Abdel Nasser al-Banna, media adviser at the Life Makers Foundation, told Al-Monitor: “Our group is involved in development initiatives set up by the state, but also implements its own activities alongside under the state oversight.

“The state has recently implemented a policy of strict control over donations. Contributions are now collected only by means of a permit issued by the Ministry of Social Solidarity and under the supervision of the Central Control Organization. Even purchases made by charitable organizations such as livestock, medical devices or any other purchases are made through government committees,” he added.

“Political Islam’s control over charity work in the past has been one of the main reasons for its spread in poor villages and regions, which explains the popular support for these religious movements for years. The state could only be present in these communities through public works. That’s why he started [work with] charities to carry out development initiatives and provide support to citizens,” Banna said.
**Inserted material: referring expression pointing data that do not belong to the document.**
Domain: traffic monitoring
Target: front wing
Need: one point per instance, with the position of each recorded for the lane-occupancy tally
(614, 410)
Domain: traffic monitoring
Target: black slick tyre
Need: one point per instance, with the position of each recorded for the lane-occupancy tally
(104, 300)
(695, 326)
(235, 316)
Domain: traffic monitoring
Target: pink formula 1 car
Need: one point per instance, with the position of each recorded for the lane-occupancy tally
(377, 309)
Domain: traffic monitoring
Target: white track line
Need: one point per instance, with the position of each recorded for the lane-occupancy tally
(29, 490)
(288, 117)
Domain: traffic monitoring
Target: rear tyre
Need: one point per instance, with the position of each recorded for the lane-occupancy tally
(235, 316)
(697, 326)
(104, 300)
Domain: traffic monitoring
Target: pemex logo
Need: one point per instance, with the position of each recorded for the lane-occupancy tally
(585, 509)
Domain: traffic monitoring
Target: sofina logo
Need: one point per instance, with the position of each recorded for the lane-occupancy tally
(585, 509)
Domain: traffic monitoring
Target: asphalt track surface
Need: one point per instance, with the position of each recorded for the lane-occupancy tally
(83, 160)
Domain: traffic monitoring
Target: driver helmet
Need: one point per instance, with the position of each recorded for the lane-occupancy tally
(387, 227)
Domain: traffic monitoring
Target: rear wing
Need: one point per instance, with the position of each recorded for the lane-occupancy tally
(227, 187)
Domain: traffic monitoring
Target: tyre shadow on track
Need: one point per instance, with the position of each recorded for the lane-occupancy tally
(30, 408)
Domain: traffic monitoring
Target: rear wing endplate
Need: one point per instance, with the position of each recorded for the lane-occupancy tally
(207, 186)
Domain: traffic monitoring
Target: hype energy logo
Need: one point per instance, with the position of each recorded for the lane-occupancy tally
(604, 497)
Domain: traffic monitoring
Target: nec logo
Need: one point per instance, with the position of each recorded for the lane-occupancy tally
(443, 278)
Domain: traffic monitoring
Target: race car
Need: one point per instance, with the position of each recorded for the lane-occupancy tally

In a speech on the occasion of the International Day of Charity on September 5, Minister of Social Solidarity Nivine el-Kabbag summed up the partnership between the state and NGOs by saying: “Egyptian civil society has gone from assistance to individuals and households to institutions that plan and work in cooperation with state agencies.

However, Issam Adwi, a development expert and former adviser to the Ministry of Social Solidarity, told Al-Monitor: “Civil charity work cannot substitute for social protection policies, but it could support [these policies] in a transitional period. Charitable work is still necessary to cover cases of great poverty, but it will end after the implementation of development programs that are not limited to the distribution of food and medicine.

He added: “Most of the time, charities and the state have the same objectives, namely to fight poverty and unemployment and to improve the education and health sectors. But these goals can only achieve social justice if there is a parallel plan to address the root of the problems instead of just fighting the symptoms.

Adwi said, “There is still a need for an appropriate environment that gives charities a degree of independence in decision-making,” explaining that “after the new NGO law [was enacted in 2019]the associations had to change a few internal things like the appointment of the boards of directors and the election of the boards of directors.

“These structural changes must however be an internal decision and not dictated by the government, which must create a good climate for civil work without seeking to create and manage charities,” he said.

Civilian charity work may have gone a long way in supporting thousands of poor families in villages and hamlets across Egypt, but these efforts still need a broader reach which the government is now trying to expand through initiatives Presidential Development Campaigns, whose success also depends on continued financial flow from donations.